Figure 6Évolution des transactions par carte bancaireMontant des transactions, indice base 100 au 6 janvier 2019, moyennes mobiles sur 7 jours

  • Source : GIE-Cartes Bancaires.

… et les commerces parisiens particulièrement impactés

Pendant le premier trimestre 2020, avant les mesures mises en place le 17 mars, la consommation des Franciliens estimée par leurs achats par carte bancaire est globalement similaire à celle constatée à la même période l’année dernière. Par contre, entre le 23 et le 29 mars, première semaine complète de confinement, elle chute brutalement et ce, dans tous les départements de la région.

À Paris, cette chute est nettement plus forte et plus longue : entre début mars et début avril, elle atteindrait 77 % contre 59 % en France métropolitaine. Cela peut s’expliquer par différents facteurs : d’une part, la baisse durable de la population due au départ prolongé d’environ 450 000 personnes se trouvant à Paris au moment du confinement (résidents parisiens, navetteurs, touristes d’affaires ou de loisirs, personnes de passage) ; d’autre part, les spécificités du commerce parisien et sa forte densité en commerces de luxe, ou salles de spectacle ayant connu une reprise d’activité plus tardive.

À l’inverse, certains départements, notamment en grande couronne, auraient mieux résisté, du fait de leur caractère résidentiel (maintien de la population sur place) et de la part importante des commerces de proximité.

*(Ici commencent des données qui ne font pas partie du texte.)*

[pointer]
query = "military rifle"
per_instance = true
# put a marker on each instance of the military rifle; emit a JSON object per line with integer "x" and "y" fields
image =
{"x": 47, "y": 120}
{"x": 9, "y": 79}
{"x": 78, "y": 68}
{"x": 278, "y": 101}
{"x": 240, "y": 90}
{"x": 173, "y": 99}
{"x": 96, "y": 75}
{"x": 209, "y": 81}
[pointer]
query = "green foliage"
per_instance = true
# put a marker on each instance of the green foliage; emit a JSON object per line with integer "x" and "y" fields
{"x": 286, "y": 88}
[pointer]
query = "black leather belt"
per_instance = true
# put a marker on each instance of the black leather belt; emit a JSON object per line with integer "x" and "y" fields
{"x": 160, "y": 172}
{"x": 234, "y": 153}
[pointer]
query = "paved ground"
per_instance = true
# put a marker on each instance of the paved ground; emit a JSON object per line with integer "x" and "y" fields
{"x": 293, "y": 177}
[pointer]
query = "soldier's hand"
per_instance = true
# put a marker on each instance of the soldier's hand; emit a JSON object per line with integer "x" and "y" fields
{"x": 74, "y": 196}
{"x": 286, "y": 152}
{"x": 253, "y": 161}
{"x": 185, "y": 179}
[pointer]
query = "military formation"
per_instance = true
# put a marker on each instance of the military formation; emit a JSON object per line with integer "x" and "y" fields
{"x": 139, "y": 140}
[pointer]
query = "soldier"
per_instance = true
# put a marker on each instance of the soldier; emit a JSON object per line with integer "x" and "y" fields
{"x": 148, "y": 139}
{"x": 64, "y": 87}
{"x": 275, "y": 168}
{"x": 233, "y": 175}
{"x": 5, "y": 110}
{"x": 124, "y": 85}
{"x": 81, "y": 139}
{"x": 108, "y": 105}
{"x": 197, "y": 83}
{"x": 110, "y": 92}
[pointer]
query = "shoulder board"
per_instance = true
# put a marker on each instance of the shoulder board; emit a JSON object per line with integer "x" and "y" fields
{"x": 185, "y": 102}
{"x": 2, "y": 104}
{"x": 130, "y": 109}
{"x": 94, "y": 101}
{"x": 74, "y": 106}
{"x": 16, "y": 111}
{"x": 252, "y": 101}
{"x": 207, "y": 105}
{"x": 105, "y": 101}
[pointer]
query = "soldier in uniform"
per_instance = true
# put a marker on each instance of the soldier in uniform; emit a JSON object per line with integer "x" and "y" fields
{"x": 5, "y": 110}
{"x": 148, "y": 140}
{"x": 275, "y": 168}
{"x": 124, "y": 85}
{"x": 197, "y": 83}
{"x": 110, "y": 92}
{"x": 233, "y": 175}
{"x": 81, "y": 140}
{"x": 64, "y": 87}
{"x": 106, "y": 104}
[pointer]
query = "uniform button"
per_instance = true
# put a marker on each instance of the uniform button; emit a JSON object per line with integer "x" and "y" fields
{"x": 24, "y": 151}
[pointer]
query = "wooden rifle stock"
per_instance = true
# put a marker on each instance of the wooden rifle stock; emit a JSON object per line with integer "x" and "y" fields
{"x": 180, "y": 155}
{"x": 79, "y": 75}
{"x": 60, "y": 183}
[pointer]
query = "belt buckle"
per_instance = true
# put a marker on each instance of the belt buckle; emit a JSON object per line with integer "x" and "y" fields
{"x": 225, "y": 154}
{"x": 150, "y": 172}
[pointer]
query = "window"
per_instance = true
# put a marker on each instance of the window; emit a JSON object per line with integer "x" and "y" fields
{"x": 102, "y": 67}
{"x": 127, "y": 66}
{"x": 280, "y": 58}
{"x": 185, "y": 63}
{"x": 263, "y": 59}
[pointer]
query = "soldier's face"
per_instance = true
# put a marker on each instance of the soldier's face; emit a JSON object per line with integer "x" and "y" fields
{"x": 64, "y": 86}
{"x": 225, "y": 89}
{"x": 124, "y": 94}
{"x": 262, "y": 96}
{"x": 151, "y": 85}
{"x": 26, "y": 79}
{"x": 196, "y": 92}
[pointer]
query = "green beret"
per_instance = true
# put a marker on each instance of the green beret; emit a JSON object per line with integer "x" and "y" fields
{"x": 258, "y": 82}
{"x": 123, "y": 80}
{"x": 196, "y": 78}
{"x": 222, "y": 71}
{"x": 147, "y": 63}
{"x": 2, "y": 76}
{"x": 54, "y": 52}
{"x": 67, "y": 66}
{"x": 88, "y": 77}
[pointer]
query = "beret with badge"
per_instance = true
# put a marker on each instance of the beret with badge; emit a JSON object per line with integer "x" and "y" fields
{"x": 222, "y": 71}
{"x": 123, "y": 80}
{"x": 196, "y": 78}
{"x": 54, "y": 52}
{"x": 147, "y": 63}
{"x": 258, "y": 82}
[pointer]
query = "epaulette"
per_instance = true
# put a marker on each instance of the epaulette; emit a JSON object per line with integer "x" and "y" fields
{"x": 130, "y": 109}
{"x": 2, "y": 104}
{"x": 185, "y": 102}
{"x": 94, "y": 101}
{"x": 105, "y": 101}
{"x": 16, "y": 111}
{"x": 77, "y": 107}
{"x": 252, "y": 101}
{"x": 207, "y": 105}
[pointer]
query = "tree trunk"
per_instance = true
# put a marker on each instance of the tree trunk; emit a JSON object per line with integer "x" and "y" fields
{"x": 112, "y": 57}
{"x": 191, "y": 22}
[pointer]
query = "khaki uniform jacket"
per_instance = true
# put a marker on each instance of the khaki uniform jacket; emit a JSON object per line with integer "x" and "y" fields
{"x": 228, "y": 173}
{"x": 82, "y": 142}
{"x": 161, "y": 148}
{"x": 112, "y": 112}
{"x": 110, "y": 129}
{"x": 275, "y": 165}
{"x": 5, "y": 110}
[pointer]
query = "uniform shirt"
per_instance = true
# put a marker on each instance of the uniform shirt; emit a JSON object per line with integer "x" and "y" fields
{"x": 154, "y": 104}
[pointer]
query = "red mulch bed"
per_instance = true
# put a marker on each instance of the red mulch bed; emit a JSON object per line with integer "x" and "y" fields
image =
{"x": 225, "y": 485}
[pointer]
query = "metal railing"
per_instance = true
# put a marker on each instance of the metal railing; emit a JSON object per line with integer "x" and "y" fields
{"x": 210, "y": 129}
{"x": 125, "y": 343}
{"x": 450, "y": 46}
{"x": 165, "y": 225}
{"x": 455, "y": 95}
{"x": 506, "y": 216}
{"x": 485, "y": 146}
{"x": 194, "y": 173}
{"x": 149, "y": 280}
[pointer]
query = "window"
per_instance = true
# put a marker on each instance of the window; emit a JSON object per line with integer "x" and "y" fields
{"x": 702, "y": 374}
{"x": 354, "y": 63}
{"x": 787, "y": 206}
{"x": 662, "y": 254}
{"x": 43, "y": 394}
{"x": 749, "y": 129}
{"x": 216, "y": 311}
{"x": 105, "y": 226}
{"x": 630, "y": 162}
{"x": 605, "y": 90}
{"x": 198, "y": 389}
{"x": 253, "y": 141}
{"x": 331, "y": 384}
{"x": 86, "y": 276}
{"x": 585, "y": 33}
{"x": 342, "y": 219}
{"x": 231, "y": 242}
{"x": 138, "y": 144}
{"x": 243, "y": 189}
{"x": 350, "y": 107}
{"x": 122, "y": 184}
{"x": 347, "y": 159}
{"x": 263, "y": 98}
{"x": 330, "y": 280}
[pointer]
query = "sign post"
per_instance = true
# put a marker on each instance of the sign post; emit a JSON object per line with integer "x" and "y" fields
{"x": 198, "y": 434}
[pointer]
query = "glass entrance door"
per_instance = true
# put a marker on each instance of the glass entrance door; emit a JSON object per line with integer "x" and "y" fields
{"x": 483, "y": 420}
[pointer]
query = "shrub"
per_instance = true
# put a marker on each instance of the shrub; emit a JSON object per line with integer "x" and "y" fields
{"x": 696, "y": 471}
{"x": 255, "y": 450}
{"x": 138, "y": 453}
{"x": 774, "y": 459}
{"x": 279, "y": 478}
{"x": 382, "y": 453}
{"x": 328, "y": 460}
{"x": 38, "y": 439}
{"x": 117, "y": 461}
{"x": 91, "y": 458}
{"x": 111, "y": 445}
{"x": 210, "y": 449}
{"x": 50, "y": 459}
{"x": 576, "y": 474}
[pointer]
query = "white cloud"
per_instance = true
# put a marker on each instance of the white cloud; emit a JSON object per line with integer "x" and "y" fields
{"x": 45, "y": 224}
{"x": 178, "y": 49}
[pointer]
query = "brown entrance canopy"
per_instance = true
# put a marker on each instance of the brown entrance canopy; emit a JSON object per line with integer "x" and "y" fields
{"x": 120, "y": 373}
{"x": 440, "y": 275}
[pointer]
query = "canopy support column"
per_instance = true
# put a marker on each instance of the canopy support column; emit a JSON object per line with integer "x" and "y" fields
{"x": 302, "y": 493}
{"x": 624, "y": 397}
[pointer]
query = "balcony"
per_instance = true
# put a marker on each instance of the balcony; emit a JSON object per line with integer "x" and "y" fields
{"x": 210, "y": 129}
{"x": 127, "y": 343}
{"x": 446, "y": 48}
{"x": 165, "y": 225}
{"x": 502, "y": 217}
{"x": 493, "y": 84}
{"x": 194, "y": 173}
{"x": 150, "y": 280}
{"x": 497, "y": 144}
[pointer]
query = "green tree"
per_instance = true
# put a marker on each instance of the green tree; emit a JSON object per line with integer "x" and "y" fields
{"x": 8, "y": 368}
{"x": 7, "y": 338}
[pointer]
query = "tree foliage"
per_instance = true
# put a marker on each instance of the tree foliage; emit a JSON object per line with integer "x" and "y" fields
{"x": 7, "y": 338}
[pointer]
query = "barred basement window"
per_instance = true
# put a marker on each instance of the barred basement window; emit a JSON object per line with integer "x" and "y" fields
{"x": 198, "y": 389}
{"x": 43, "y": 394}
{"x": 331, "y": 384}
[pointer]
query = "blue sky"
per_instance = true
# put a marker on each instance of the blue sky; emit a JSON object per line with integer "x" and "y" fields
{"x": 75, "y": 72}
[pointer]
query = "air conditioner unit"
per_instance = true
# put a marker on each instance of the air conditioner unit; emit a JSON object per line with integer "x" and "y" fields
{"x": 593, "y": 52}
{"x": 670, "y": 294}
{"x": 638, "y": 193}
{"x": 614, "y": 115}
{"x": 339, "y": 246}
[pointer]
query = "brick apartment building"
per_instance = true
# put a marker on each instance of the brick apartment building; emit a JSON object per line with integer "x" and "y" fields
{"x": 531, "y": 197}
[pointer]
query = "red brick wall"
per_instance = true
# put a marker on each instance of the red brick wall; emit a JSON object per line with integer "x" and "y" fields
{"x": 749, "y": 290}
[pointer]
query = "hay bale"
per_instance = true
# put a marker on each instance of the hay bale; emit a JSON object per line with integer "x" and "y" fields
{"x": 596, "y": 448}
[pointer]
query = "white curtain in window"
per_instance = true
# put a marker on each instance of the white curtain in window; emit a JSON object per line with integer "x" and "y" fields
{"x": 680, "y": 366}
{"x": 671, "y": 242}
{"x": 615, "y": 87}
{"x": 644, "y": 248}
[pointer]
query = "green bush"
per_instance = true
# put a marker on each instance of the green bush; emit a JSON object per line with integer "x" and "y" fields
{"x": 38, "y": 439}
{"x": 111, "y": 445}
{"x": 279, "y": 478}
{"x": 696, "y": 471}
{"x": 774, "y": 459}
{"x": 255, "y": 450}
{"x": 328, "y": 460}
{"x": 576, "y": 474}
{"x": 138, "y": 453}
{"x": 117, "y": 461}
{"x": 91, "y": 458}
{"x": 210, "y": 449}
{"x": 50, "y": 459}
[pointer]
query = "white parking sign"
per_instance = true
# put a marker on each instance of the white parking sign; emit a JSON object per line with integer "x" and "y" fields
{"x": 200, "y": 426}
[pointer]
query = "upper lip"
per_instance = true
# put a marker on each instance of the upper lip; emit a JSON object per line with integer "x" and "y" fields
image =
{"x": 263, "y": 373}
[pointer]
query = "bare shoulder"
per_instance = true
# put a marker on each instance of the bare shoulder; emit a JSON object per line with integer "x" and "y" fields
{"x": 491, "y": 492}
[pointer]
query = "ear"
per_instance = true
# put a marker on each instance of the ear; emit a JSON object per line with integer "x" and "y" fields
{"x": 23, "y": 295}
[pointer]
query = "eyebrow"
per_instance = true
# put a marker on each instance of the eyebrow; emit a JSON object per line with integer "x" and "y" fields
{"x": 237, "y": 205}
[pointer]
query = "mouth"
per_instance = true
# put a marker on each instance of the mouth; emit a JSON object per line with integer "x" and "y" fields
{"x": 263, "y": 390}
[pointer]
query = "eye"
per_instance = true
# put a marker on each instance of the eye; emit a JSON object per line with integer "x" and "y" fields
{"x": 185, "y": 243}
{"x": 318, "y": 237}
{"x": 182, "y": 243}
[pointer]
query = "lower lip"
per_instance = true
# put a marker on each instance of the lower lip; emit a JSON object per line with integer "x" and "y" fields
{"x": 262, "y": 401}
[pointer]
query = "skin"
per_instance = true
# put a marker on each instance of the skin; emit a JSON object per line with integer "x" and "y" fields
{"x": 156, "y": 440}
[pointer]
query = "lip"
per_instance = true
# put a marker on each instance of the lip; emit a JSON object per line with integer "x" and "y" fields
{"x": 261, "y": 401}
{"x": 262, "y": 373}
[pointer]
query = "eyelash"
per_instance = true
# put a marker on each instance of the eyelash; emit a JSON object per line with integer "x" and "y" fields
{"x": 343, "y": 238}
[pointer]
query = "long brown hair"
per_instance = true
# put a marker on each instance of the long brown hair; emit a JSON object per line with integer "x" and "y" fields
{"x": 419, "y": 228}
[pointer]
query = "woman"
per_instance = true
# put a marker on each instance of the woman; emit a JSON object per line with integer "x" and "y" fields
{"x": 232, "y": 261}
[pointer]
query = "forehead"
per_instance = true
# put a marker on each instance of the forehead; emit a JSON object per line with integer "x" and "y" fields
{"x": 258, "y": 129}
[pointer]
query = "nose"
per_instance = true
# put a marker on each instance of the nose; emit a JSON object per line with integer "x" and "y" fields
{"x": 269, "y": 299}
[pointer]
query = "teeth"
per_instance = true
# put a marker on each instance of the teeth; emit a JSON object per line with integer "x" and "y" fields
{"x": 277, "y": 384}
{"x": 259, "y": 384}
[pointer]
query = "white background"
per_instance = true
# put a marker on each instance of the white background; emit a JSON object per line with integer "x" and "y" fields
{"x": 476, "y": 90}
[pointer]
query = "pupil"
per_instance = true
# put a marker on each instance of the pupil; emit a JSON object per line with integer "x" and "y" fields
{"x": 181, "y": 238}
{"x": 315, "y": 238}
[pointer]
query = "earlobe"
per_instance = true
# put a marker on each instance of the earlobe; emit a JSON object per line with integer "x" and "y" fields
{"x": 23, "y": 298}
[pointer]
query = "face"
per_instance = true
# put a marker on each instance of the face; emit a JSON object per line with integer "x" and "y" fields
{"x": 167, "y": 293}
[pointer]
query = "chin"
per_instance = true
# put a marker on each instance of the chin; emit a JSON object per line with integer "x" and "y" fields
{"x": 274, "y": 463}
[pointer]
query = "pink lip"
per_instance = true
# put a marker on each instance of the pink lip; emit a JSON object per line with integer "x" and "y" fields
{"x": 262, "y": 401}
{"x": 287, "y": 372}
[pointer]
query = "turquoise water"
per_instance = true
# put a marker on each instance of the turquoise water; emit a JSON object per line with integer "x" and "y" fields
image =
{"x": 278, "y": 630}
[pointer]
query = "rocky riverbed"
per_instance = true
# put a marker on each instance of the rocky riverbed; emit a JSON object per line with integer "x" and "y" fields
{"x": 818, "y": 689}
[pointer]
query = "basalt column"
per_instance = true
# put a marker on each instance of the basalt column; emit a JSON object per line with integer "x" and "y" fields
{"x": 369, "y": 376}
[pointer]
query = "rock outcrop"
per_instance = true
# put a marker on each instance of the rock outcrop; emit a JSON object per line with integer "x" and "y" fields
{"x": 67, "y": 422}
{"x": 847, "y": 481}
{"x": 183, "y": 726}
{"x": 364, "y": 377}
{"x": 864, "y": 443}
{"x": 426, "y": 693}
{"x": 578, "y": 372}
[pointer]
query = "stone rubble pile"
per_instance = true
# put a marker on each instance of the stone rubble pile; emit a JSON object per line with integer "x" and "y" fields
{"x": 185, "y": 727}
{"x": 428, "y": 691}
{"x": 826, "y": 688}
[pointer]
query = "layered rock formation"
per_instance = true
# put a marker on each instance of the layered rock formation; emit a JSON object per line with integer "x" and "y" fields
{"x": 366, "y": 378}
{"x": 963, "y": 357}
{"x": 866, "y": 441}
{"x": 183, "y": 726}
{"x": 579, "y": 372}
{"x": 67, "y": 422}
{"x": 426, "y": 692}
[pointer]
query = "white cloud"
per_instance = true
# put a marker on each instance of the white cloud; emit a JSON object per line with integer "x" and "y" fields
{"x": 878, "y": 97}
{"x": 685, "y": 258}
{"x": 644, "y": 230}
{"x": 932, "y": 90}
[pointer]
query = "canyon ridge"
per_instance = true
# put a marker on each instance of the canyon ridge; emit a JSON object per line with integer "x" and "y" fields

Encadré 1 - Contexte international – Une récession mondiale soudaine et de grande ampleur

La crise sanitaire a touché la majorité des pays du monde et la quasi-totalité des économies avancées, paralysant l’activité du fait des mesures d’endiguement mises en place. Dans les économies avancées, la chute de l’activité a débuté globalement à la mi-mars pour se prolonger au mois d’avril. Depuis lors, l’activité se rétablit graduellement dans les pays où l’épidémie a pu être maîtrisée, au rythme des calendriers d’allègement des mesures de restriction. L’environnement international reste toutefois très incertain, et ce durablement, d’autant que la menace d’une deuxième vague épidémique continue de planer dans certains pays.

Encadré 2 - Contexte national – Après avoir chuté lourdement pendant la période de confinement, l’activité se rétablit progressivement

Les mesures prises pour endiguer la propagation du Covid-19, notamment le confinement de la population entre le 16 mars et le 11 mai, ont entraîné une brusque chute de l’activité économique : pendant la période de confinement, elle se serait située à environ un tiers en deçà de la normale. La consommation des ménages a chuté dans des proportions similaires.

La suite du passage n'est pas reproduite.